Will client JVM for a web service(https) throw an SSL Exception when the server is having a valid certificate from a CA?

Question

I have a web service deployed on tomcat hosted on a remote server. I have set it up such that it can be accessed only via HTTPS. For this, I generated a Certificate Signing Request (CSR) and used it to get a temporary certificate from VeriSign.

My web service client is on my local machine. If I try to access the service it will throw a javax.net.ssl.SSLHandshakeException:unable to find valid certification path to requested target If I install the certificate in to local Java's keystore, the issue will be resolved.

My question is if I install a valid SSL certificate from a CA in to my tomcat server, will I get this client-side error even if I do not import the certificate to local key store?

Answer 1

No, you won't. JVM ships with root ca's by default. The older JVMs (1.5.xx version) don't have all root CA's, but if you have a certificate from Verisign it shouldn't be a problem.

Answer 2

Java has many root CA certificates already installed.
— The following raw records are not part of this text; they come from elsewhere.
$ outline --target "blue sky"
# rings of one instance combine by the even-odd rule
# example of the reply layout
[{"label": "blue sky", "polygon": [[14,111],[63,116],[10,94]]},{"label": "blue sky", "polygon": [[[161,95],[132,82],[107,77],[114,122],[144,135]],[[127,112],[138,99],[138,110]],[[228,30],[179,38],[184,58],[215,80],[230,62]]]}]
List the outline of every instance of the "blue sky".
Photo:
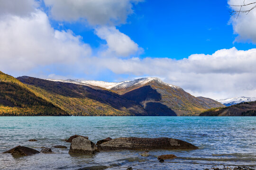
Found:
[{"label": "blue sky", "polygon": [[[246,50],[256,46],[234,42],[237,35],[229,24],[230,9],[226,0],[145,0],[133,9],[127,23],[117,28],[144,49],[140,58],[179,60],[223,48]],[[59,22],[52,19],[51,22],[56,29],[70,29],[80,35],[93,48],[106,43],[85,22],[62,22],[61,26]]]},{"label": "blue sky", "polygon": [[0,0],[0,70],[109,82],[157,76],[195,96],[255,97],[256,10],[229,14],[243,2]]}]

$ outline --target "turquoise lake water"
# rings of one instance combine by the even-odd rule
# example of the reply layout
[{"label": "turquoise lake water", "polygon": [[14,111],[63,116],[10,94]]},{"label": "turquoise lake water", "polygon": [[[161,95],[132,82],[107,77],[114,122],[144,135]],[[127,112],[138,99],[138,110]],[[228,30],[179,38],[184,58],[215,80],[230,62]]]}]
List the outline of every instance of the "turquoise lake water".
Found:
[{"label": "turquoise lake water", "polygon": [[[34,148],[61,144],[54,154],[14,157],[0,153],[0,169],[77,170],[95,165],[108,170],[204,170],[223,165],[256,167],[256,117],[0,117],[0,153],[18,145]],[[199,147],[192,151],[103,152],[92,156],[68,154],[64,140],[78,134],[94,143],[107,137],[168,137]],[[28,142],[36,139],[38,142]],[[159,162],[156,157],[174,154],[177,158]]]}]

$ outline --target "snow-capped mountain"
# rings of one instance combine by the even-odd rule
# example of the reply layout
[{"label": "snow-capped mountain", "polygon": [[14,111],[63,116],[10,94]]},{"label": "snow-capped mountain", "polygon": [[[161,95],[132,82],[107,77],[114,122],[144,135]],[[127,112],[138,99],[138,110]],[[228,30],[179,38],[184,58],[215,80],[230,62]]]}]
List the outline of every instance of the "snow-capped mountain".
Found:
[{"label": "snow-capped mountain", "polygon": [[65,80],[55,80],[47,79],[47,80],[50,80],[55,82],[61,82],[63,83],[70,83],[80,85],[91,85],[93,86],[97,86],[105,88],[108,89],[110,89],[114,88],[116,89],[120,89],[123,88],[127,88],[131,87],[133,85],[143,85],[147,83],[155,80],[161,83],[170,86],[174,88],[180,88],[180,87],[171,84],[164,83],[160,79],[157,77],[145,77],[141,78],[134,80],[131,81],[125,81],[119,83],[114,82],[106,82],[102,81],[94,81],[94,80],[71,80],[67,79]]},{"label": "snow-capped mountain", "polygon": [[248,102],[255,101],[256,101],[256,97],[246,97],[244,96],[226,99],[216,100],[216,101],[218,101],[227,106],[240,103],[242,102]]}]

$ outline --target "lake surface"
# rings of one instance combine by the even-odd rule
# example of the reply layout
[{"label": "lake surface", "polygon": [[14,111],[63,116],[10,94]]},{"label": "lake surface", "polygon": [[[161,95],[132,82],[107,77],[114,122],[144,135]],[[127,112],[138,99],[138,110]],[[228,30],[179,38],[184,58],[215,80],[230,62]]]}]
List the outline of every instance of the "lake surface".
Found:
[{"label": "lake surface", "polygon": [[[0,117],[0,153],[18,145],[34,148],[61,144],[54,154],[14,157],[0,153],[0,169],[77,170],[95,165],[119,166],[108,170],[204,170],[212,167],[256,167],[256,117]],[[68,154],[64,140],[78,134],[94,143],[110,137],[169,137],[199,147],[192,151],[111,151],[92,156]],[[28,142],[36,139],[38,142]],[[178,158],[160,163],[156,157]]]}]

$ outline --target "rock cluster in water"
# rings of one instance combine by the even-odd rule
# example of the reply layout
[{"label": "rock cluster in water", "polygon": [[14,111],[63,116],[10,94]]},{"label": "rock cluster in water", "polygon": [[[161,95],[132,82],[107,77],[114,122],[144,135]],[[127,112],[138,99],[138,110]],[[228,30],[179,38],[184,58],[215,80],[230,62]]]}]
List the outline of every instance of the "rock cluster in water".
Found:
[{"label": "rock cluster in water", "polygon": [[38,153],[39,152],[35,149],[18,145],[3,153],[11,153],[14,156],[28,156]]},{"label": "rock cluster in water", "polygon": [[100,151],[117,150],[195,149],[198,147],[181,140],[168,137],[155,138],[120,137],[98,146]]},{"label": "rock cluster in water", "polygon": [[65,141],[67,142],[69,142],[69,143],[71,143],[71,142],[72,142],[72,140],[73,140],[73,139],[74,139],[75,138],[76,138],[76,137],[83,137],[86,139],[88,139],[89,138],[88,136],[81,136],[81,135],[73,135],[72,136],[70,136],[68,139],[67,140],[65,140]]},{"label": "rock cluster in water", "polygon": [[79,136],[72,140],[69,153],[91,154],[98,151],[95,144],[91,141]]},{"label": "rock cluster in water", "polygon": [[[66,140],[71,143],[69,153],[91,155],[101,151],[120,150],[146,150],[141,154],[143,156],[148,156],[148,151],[153,149],[195,149],[197,147],[189,143],[167,137],[155,138],[139,137],[120,137],[112,139],[107,137],[97,142],[97,146],[88,139],[87,136],[75,135]],[[57,148],[67,148],[65,146],[54,145]],[[51,148],[43,147],[41,153],[53,153]],[[18,146],[4,153],[10,153],[13,155],[27,156],[39,153],[39,152],[27,147]],[[173,155],[161,155],[159,159],[174,159]]]}]

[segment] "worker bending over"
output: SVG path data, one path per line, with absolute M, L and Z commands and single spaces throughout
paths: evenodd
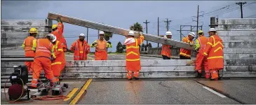
M 112 44 L 104 38 L 105 34 L 103 31 L 100 31 L 99 35 L 100 39 L 95 40 L 90 47 L 95 47 L 95 60 L 107 60 L 107 48 L 112 48 Z
M 53 76 L 51 68 L 51 55 L 53 53 L 53 45 L 52 42 L 56 40 L 54 35 L 49 34 L 46 38 L 39 38 L 36 41 L 36 49 L 34 58 L 34 73 L 31 86 L 32 88 L 37 88 L 37 80 L 39 78 L 41 71 L 43 72 L 47 79 L 50 80 L 50 86 L 55 86 L 56 78 Z
M 23 42 L 22 48 L 25 50 L 25 57 L 34 57 L 36 46 L 37 30 L 36 28 L 31 28 L 29 31 L 29 36 Z M 25 62 L 29 73 L 33 73 L 33 62 Z
M 56 36 L 53 36 L 53 39 L 56 39 Z M 59 81 L 61 71 L 65 66 L 65 54 L 63 52 L 63 47 L 59 41 L 53 41 L 53 53 L 52 57 L 54 59 L 51 64 L 51 67 L 53 72 L 53 76 L 56 78 L 56 80 Z
M 128 36 L 126 36 L 126 38 L 123 43 L 126 46 L 126 70 L 128 71 L 126 77 L 128 80 L 132 79 L 133 72 L 133 76 L 137 80 L 141 69 L 139 46 L 143 43 L 144 36 L 142 33 L 140 34 L 140 38 L 135 38 L 134 31 L 130 31 Z
M 190 46 L 193 46 L 194 45 L 193 39 L 194 37 L 195 37 L 195 34 L 192 31 L 189 32 L 189 36 L 183 38 L 182 41 L 189 43 Z M 191 50 L 180 48 L 180 59 L 191 59 Z
M 203 55 L 203 51 L 206 48 L 208 38 L 204 36 L 204 34 L 202 30 L 198 31 L 198 34 L 199 37 L 196 40 L 196 44 L 194 49 L 195 50 L 198 51 L 196 62 L 196 71 L 198 73 L 197 76 L 200 78 L 202 76 L 202 66 L 203 66 L 206 73 L 206 78 L 209 78 L 210 74 L 208 66 L 207 58 L 204 57 Z
M 61 45 L 63 47 L 63 51 L 66 52 L 67 49 L 66 39 L 63 36 L 63 30 L 64 30 L 64 25 L 62 24 L 62 21 L 61 21 L 60 18 L 57 18 L 58 24 L 53 24 L 52 30 L 53 31 L 51 34 L 54 34 L 56 38 L 57 41 L 59 41 L 61 43 Z
M 216 29 L 209 29 L 210 38 L 206 44 L 206 48 L 203 50 L 203 56 L 207 57 L 208 69 L 210 71 L 211 80 L 217 80 L 219 78 L 218 71 L 223 69 L 223 43 L 222 40 L 216 34 Z
M 87 54 L 90 52 L 90 46 L 84 41 L 84 34 L 80 34 L 77 39 L 71 46 L 70 50 L 74 51 L 74 60 L 87 60 Z
M 163 38 L 167 40 L 168 38 L 172 38 L 172 33 L 170 31 L 166 31 Z M 169 45 L 162 44 L 161 55 L 163 59 L 170 59 L 170 51 L 172 46 Z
As long as you use one of those popular CAs to get your certificate, the client will not receive an error.

Answer 3

While you should be fine, its a good idea to include not only the actual certificate for your site, but also the entire chain leading up to the root certificate. (Sometimes you'll bump into clients which are missing some intermediate certificates and this can cause annoying debugging problems.)